Thanks for the feedback on our first patch. We've spent more time in
the lab studying the igc TX timestamp behavior under stress. We
understand the failure modes much better now.

You were right that ptp_tx_lock was the wrong lock — it guards the TX
queue, not the timing registers. You suggested tmreg_lock instead.
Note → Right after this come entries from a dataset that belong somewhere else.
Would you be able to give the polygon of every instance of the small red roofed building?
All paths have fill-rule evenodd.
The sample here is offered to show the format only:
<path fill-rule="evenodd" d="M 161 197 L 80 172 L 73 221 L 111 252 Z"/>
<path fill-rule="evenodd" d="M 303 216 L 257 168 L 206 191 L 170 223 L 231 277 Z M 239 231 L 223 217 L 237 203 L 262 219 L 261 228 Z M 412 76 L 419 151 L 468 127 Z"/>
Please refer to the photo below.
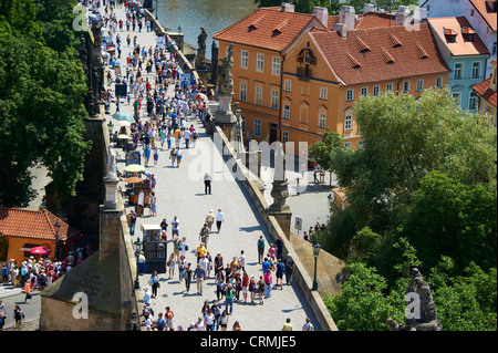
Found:
<path fill-rule="evenodd" d="M 496 59 L 491 61 L 492 74 L 489 79 L 473 86 L 478 96 L 478 112 L 489 116 L 489 121 L 496 126 Z"/>
<path fill-rule="evenodd" d="M 50 257 L 54 259 L 58 249 L 62 255 L 64 247 L 82 233 L 46 209 L 0 207 L 0 236 L 1 241 L 8 243 L 7 260 L 21 263 L 30 257 L 29 250 L 39 246 L 50 249 Z"/>

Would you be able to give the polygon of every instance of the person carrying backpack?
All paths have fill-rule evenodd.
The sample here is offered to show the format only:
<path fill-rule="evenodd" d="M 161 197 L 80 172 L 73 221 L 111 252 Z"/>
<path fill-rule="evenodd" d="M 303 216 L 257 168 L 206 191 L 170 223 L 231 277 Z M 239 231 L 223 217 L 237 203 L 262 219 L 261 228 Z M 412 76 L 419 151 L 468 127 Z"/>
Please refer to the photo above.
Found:
<path fill-rule="evenodd" d="M 259 236 L 258 239 L 258 263 L 261 263 L 264 256 L 264 239 L 262 236 Z"/>

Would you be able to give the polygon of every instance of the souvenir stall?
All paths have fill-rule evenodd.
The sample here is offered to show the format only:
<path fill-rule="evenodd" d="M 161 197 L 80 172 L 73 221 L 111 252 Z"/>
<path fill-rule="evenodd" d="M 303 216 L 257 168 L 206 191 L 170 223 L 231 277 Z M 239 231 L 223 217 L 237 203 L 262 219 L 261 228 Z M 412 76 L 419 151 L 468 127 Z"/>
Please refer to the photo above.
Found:
<path fill-rule="evenodd" d="M 166 273 L 166 240 L 160 238 L 162 229 L 158 225 L 142 225 L 144 233 L 145 271 Z"/>

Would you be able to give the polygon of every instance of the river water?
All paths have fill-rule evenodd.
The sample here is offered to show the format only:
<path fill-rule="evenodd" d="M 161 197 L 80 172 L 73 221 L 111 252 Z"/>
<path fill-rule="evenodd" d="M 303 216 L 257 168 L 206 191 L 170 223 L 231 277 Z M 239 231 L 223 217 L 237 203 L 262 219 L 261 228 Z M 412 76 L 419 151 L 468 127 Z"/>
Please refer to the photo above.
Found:
<path fill-rule="evenodd" d="M 255 11 L 257 4 L 255 0 L 157 0 L 157 8 L 160 24 L 173 32 L 180 25 L 184 41 L 194 46 L 198 46 L 197 37 L 204 27 L 208 34 L 206 59 L 210 60 L 212 34 Z"/>

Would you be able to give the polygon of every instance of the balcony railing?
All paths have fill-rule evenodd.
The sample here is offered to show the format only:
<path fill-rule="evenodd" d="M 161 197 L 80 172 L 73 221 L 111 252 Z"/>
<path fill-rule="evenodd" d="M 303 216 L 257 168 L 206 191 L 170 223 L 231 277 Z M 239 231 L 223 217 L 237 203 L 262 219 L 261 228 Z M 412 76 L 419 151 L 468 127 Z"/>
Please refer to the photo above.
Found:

We
tested tmreg_lock alone (v2) and found it doesn't fix the bug: it appears
that the race is between the software TIMINCA write and the hardware’s
asynchronous TX timestamp capture pipeline, not between two software threads.
tmreg_lock serializes software register accesses but can't prevent the hardware
from reading TIMINCA at the instant software writes it.

Our v3 patch (attached) takes tmreg_lock as you suggested, and
additionally disables TX timestamping in hardware via TSYNCTXCTL around
the TIMINCA write. This prevents the hardware from starting new
timestamp captures during the rate change:

    spin_lock_irqsave(&igc->tmreg_lock, flags);
    txctl = rd32(IGC_TSYNCTXCTL);
    wr32(IGC_TSYNCTXCTL, txctl & ~IGC_TSYNCTXCTL_ENABLED);
    wr32(IGC_TIMINCA, inca);
    wr32(IGC_TSYNCTXCTL, txctl);
    spin_unlock_irqrestore(&igc->tmreg_lock, flags);

v3 doesn't return -EBUSY, so there's no risk of adjfine starvation
under TX load. It always completes the TIMINCA write.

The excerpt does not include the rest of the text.